Math Distributions Article

# Probability Plot

A P-P, or probability plot, is a type of visualization to help us visually and subjectively assess if a set of data is similar to a theoretical distribution such as normal or exponential. We can also see what data points may violate or be outside the compared distribution.

### Import Modules

```import pandas as pd
import seaborn as sns
import scipy.stats as stats
import warnings
import numpy as np
import matplotlib.pyplot as plt
% matplotlib inline
```

I turn warnings off in this post because of an issue in Scipy that will be fixed in a later version.

```warnings.filterwarnings('ignore')
```

Visualization styling code

```sns.set(rc={'figure.figsize':(12.5, 9.5)})
sns.set_context('talk')
```

### Generate Data

Using the `numpy` package's `random` module, we can call the `normal()` method to create a list of values with a fairly normal distribution by setting the following arguments:

• `loc` as the mean of the distribution
• `scale` as the standard deviation of the distribution
• `size` as number of samples

I set a mean of `0`, a standard deviation of `10` and create `1200` data points.

```np.random.seed(4) # seed random number generator with fixed value so we always get same values below
normal_distr_values = list(np.random.normal(loc=0, scale=10, size=1200))
```

### Plot Histogram of `normal_distr_values`

Below is a plot of a histogram of these values that resemble a normal distribution.

```sns.distplot(normal_distr_values, kde=False, color='purple')
plt.title("Normal Distribution of Values", fontsize=20, y=1.012)
```

### What are Quantiles (aka Percentiles)

Percentiles are the value below which a percentage of data falls. Since we have a near-normal distribution, we know that roughly:

• 68% of values are within plus or minus 1 standard deviation from the mean
• 95% of values are within plus or minus 2 standard deviations from the mean
• 99.7% of values are within plus or minus 3 standard deviations from the mean

We can visualize the first list item below.

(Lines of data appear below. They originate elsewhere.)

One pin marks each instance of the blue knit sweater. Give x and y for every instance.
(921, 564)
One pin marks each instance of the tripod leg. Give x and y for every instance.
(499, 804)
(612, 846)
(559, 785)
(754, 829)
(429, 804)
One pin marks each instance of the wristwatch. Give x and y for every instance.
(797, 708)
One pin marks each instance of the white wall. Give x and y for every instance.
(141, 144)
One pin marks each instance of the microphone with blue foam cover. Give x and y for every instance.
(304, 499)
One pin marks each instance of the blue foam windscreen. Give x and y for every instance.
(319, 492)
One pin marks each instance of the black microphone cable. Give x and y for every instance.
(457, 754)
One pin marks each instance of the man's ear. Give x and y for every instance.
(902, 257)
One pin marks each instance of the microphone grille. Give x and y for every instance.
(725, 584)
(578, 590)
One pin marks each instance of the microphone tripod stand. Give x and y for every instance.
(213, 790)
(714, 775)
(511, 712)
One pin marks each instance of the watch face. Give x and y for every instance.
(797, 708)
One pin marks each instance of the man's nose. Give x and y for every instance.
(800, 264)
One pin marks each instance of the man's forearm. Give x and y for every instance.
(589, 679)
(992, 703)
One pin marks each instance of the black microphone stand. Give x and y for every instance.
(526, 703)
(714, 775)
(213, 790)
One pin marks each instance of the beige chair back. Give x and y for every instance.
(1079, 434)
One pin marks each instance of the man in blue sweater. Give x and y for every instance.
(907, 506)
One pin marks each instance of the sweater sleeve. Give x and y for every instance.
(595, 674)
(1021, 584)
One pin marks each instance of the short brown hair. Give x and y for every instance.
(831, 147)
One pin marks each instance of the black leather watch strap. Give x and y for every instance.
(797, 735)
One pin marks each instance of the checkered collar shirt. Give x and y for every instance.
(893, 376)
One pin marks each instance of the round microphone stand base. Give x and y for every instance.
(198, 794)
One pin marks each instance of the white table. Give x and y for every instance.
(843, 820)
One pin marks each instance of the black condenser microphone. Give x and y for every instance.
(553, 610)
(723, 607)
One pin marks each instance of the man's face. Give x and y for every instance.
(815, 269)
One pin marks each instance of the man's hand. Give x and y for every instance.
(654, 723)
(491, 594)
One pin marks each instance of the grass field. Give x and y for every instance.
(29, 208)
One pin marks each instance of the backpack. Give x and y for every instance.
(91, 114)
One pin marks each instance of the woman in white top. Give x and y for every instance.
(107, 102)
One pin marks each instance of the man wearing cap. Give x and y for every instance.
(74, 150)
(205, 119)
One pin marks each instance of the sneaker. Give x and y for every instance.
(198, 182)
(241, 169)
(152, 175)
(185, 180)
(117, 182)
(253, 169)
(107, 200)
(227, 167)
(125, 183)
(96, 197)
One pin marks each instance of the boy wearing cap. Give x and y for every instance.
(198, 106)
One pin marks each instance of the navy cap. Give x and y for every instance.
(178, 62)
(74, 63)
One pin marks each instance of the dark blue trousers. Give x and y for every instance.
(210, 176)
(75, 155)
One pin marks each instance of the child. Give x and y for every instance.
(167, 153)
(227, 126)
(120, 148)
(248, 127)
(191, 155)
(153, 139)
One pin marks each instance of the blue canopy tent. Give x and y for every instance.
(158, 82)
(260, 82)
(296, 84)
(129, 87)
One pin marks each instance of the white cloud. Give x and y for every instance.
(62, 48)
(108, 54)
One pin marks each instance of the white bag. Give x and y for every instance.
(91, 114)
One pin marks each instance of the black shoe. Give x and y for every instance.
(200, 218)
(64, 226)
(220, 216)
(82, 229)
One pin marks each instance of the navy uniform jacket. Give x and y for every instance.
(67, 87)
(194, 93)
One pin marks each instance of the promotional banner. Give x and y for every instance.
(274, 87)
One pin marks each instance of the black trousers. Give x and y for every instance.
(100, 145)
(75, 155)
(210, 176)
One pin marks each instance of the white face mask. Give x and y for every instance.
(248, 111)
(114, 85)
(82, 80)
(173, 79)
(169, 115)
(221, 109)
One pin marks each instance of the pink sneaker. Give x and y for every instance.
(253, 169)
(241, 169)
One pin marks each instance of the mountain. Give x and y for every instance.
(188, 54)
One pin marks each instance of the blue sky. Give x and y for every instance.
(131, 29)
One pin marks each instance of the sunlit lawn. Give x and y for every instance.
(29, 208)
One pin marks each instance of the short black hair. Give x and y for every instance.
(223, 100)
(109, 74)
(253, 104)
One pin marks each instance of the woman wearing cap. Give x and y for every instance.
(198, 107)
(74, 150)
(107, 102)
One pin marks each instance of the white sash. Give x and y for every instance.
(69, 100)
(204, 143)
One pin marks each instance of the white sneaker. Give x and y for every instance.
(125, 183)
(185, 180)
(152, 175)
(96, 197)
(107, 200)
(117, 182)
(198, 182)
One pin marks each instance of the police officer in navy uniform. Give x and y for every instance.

```plus_one_std_dev = np.mean(normal_distr_values) + np.std(normal_distr_values)
minus_one_std_dev = np.mean(normal_distr_values) - np.std(normal_distr_values)
```
```kde = stats.gaussian_kde(normal_distr_values)
pos = np.linspace(min(normal_distr_values), max(normal_distr_values), 50000)
plt.plot(pos, kde(pos), color='purple')
plt.text(x=0.25, y=.0085, horizontalalignment='center', fontsize=16,
s="68% of values fall within\n this shaded area of\n plus or minus 1 standard\n deviation from the mean",
plt.title("KDE Plot of Normal Distribution of Values", fontsize=20, y=1.012)
```

We can also calculate simple summary statistics of the median and standard deviation of `normal_distr_values`.

```std_dev = round(np.std(normal_distr_values), 1)
median = round(np.median(normal_distr_values), 1)
print("normal_distr_values has a median of {0} and a standard deviation of {1}".format(median, std_dev))
```
```normal_distr_values has a median of 0.5 and a standard deviation of 9.7
```

Let's calculate the exact values from `normal_distr_values` for -3, -2, -1, 1, 2, and 3 standard deviations from the mean.

```for number_deviations in [-3, -2, -1, 1, 2, 3]:
value = round(np.mean(normal_distr_values) + number_deviations * np.std(normal_distr_values), 1)
print("{0} is {1} standard deviations from the mean".format(value, number_deviations))
```
```-28.5 is -3 standard deviations from the mean
-18.9 is -2 standard deviations from the mean
-9.2 is -1 standard deviations from the mean
10.1 is 1 standard deviations from the mean
19.8 is 2 standard deviations from the mean
29.4 is 3 standard deviations from the mean
```

### Verify our Distribution is Fairly Normal with a Probability Plot

In the visualization below, our set of values, `normal_distr_values` is plotted against a perfectly normal distribution. Below the plot I'll explain this visualization in detail.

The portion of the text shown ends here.